Bem, ai o querido leitor vai pensar: mas que incoerência! Ele diz que, no caso do limite da banda, é justo quem consumir mais pagar mais, mas acha certo que consumidores “privilegiados” que moram em áreas onde há demanda e concorrência subsidiem o serviço de quem mora em regiões remotas ou pouco populadas. Cada um que arque com os seus problemas: se quiser morar longe, que pague mais caro ou viva sem internet.
Infelizmente não é bem assim que as coisas funcionam. Primeiramente que de alguma forma os mercados que não são alvos da operadoras precisam ser atendidos pelo menos por telefone, ou seja, a infraestrutura deve ser criada (seja via cabo, fibra ótica, satélite, etc). Em segundo lugar justamente nestas regiões vivem as pessoas que produzem o carro chefe da nossa economia, que são os commodities (grãos, minérios, carne, frutas, etc). Se estas pessoas tiverem que pagar mais por um serviço essencial, muito provavelmente estes custos serão repassados através da cadeia de consumo.

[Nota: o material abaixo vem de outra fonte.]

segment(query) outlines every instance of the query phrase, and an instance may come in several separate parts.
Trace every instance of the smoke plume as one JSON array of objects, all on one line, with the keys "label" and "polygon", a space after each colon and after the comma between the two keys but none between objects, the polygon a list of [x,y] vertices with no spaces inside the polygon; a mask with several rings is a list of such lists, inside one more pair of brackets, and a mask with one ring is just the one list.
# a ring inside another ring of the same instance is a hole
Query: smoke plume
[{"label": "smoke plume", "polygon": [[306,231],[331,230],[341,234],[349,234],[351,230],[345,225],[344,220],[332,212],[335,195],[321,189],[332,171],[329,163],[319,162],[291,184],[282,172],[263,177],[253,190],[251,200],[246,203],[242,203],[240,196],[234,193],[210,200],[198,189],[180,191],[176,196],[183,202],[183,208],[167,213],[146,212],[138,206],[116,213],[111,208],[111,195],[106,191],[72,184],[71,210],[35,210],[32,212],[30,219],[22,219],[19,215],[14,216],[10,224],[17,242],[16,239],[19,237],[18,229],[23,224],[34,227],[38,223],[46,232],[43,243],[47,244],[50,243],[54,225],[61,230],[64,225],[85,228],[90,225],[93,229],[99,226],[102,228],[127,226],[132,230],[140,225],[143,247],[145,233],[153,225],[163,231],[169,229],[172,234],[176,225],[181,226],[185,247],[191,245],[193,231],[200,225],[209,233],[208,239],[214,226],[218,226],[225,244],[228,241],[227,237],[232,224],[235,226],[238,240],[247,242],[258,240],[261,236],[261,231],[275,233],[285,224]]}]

Um outro ponto a se notar é que são justamente estas pessoas que mais necessitam da internet para fins comerciais (uso de banco, compras, etc), já que elas não tem um shopping, uma rede de lojas, um grande mercado, que podem ser acessados facilmente de carro ou mesmo à pé, porém todos os municípios são servidos pelos correios. Uma boa parte do comércio eletrônico deve servir estes municípios que seriam deficitários.
Conclusão
O sitema de internet precisa evoluir para atender às mudanças tecnologicas e de consumo dos usuários. O investimento é alto e as operadoras precisam, de alguma forma, custear este investimento. A maneira de custeio que menos impactaria um número maior de usuários é cobrar de acordo com o uso. Em mercados onde há livre concorrência, no médio para o longo prazo, a tendência é que a maioria das pessoas acabem por pagar menos (e “pagar menos” pode ser consumir mais dados a uma velocidade maior, pagando o mesmo preço ou mesmo um pouco a mais), enquanto uma pequena parcela realmente será impactada de forma maior. O problema está nos mercados/localidades que não são atendidos por mais de uma operadora. Por outro lado, nestes mercados o serviço provavelmente só existe por conta da regulamentação do mercado, ou seja, a internet nestes locais já é barata pois está sendo subsidiada pelos mercados mais atrativos.